Contudo, sequer veio a concluir o curso ginasial.
A capital piauiense era uma pequena cidade, ainda muito
acanhada, situação que perduraria até a morte do poeta, em 1950. A pequena urbe
se estendia do entorno do Cemitério São José até os arredores da Igreja de
Nossa Senhora das Dores, no sentido Norte para Sul; no sentido Oeste para Leste
ia da margem direita do rio Parnaíba até a margem esquerda do Poti.
O teatro, que fora uma das principais atividades culturais e
de entretenimento, desde a fundação da cidade até o final do século XIX, já
começava a perder espaço para o cinema, que se tornou uma das principais
diversões teresinenses. É de se supor que o bardo tenha assistido a algumas
representações teatrais e sessões cinematográficas, que até o final de sua vida
foi se aperfeiçoando na tecnologia e na utilização de efeitos especiais nas
filmagens.
Outras sociabilidades da capital eram os saraus, literários
e/ou musicais, realizados em estabelecimentos públicos ou particulares,
inclusive na casa de Clodoaldo Freitas (e suas rodas de conversa). Também não
devem ser esquecidos os festejos de santos católicos, com suas quermesses e
leilões, na parte profana; tampouco devem ser esquecidas as apresentações
circenses, que costumavam ter no seu final uma peça de dramaturgia. Sem dúvida
tomou conhecimento das polêmicas anticlericalistas dos maçons, que recebiam o
revide das principais lideranças do catolicismo.
Chamado de o milionário do verso pela profusão de poemas que
produziu, sobretudo sonetos, com certeza os publicou nos poucos jornais da cidade,
quase sempre pertencentes a partidos políticos. Nesses periódicos a política
tomava sua feição mais feroz, em que os inimigos e desafetos não tinham boas
qualidades morais nas catilinárias desabridas, e em que os amigos e apaniguados
não tinham defeitos nas matérias laudatórias ou apologéticas.
Houve também a moda das conferências. Alguns conferencistas
vinham de outros estados, mas também as proferiam intelectuais do Piauí.

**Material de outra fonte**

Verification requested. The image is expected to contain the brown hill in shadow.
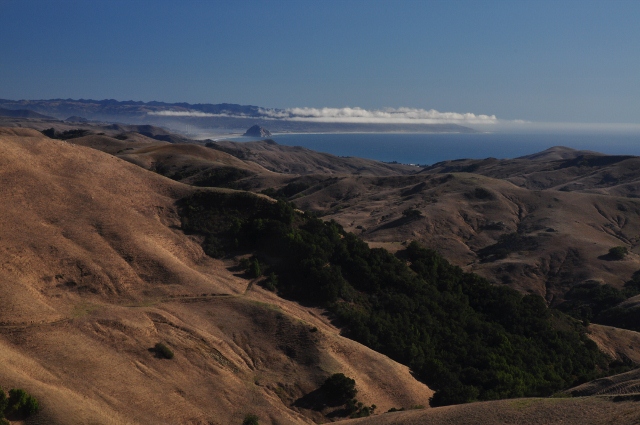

Nogueira Tapety, poeta oeirense, pronunciou uma bela palestra sobre a luz, que
tive a oportunidade de ler. Acredito que Celso deva ter comparecido a algumas, e
certamente foi o responsável por uma ou outra dessas conferências.
Em 30 de dezembro de 1917 foi fundada a Academia Piauiense de
Letras. Celso, aos 30 anos, foi um de seus fundadores. Foi o primeiro ocupante
da cadeira nº 10, de que tenho a honra de ser o atual titular. E é o patrono da
cadeira nº 5 da Academia de Letras do Vale do Longá – ALVAL, da qual hoje tenho
a posse. Muitos desses fundadores e primeiros acadêmicos eram intelectuais
egressos da Faculdade de Direito do Recife, herdeiros do positivismo e das
lições do professor, erudito e poeta Tobias Barreto. O nosso bardo não teve
formação superior, numa época em que poucas pessoas conseguiam se formar, a
maioria em Direito, Medicina, Engenharia, Odontologia ou Farmácia.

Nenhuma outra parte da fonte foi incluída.